La masturbation fait partie de l’éducation sexuelle

Le psychiatre sexologue Philippe Brenot en est convaincu : la masturbation, dès la pré-adolescence, fait partie de l’apprentissage de la sexualité, « elle permet d’apprivoiser ses réactions sexuelles pour pouvoir ensuite les vivre avec quelqu’un d’autre ». D’où selon lui l’importance de faire passer le message aux parents : « Il faut valoriser la masturbation, expliquer que c’est quelque chose de bien à faire mais dans l’intimité de la chambre. » Pour les filles, en particulier, le sexologue alerte sur les risques de freiner la sexualité pour toute une vie, par des réflexions du type « c’est sale, ne touche pas ».


La masturbation : un bien nécessaire pour le couple ?

Oui ! répond Philippe Brenot. « La masturbation nourrit le désir sexuel. » Contrairement à ce qu’on imagine, les caresses en solo ne constitueraient pas un « acte de remplacement » mais un moment clé pour « nourrir l’excitation personnelle ». « C’est une chaîne que les deux partenaires doivent entretenir.
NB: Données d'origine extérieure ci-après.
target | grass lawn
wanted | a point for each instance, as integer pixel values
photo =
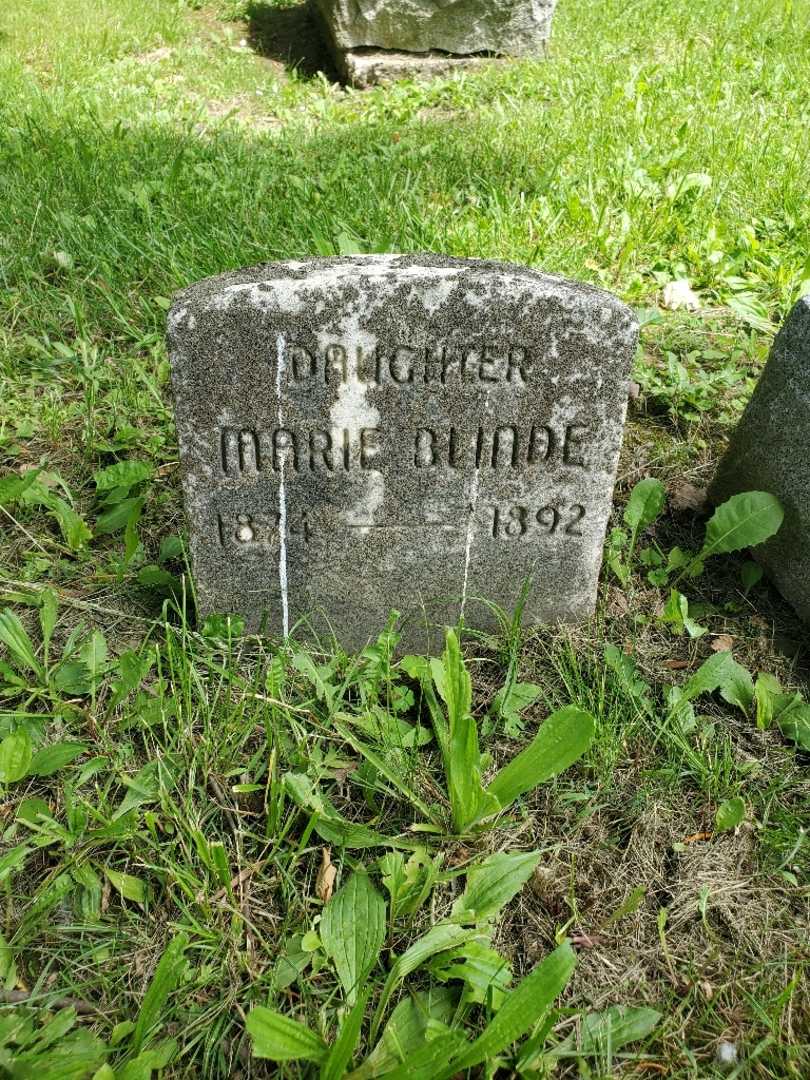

La majorité des difficultés sexuelles dans le couple viennent de ce que l’un des deux n’est pas capable de cette auto-excitation et attend tout de l’autre. » Il apparaît donc naturel que l’homme se masturbe « plusieurs fois par semaine », et la femme « une à deux fois par mois ». C’est dit. 

« Le dernier tabou de la morale occidentale »
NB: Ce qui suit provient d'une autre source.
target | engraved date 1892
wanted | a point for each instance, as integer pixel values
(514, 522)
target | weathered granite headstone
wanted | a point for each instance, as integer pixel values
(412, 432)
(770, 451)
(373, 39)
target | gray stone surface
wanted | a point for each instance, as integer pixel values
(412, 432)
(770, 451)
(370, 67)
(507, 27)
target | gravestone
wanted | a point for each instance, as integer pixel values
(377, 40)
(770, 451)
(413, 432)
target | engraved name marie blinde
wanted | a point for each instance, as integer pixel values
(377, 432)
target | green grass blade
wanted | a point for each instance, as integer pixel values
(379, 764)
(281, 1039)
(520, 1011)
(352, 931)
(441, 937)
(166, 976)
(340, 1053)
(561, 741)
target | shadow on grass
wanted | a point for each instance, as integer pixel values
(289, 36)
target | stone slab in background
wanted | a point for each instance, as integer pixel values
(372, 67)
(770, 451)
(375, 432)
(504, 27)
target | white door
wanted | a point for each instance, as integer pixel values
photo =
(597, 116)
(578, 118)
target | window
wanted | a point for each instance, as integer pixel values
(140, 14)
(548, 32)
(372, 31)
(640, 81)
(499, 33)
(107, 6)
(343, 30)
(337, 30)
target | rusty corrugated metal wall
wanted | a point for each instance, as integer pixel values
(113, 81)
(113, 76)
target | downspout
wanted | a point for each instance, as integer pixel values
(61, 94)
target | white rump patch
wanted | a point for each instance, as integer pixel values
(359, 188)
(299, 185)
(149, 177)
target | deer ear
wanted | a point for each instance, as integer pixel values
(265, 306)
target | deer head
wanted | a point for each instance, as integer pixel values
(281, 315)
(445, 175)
Le geste apparaît plus que jamais libéré et conseillé, mais la parole ? Du côté des sexologues et de certains spécialistes, pas de problème. Du côté de la presse féminine, non plus. Mais les psychologues et les médecins en général éviteraient savamment le sujet, tout comme leurs patientes, qui n’en parlent même pas à leurs amies, mères, filles, etc. Bizarre, dans une époque où l’on a l’impression que tout peut être dit à tort et à travers, surtout en matière de sexe… « La masturbation féminine constitue le dernier tabou de la morale occidentale », assène P. Brenot, selon qui même les médias seraient gênés par la question : seulement deux documentaires sur la question en quinze ans, alors qu’on ne compte plus les reportages sur l’inceste ou les transsexuels. D’où cet appel solennel à dédramatiser l’auto-érotisme féminin, pour notre bien à toutes.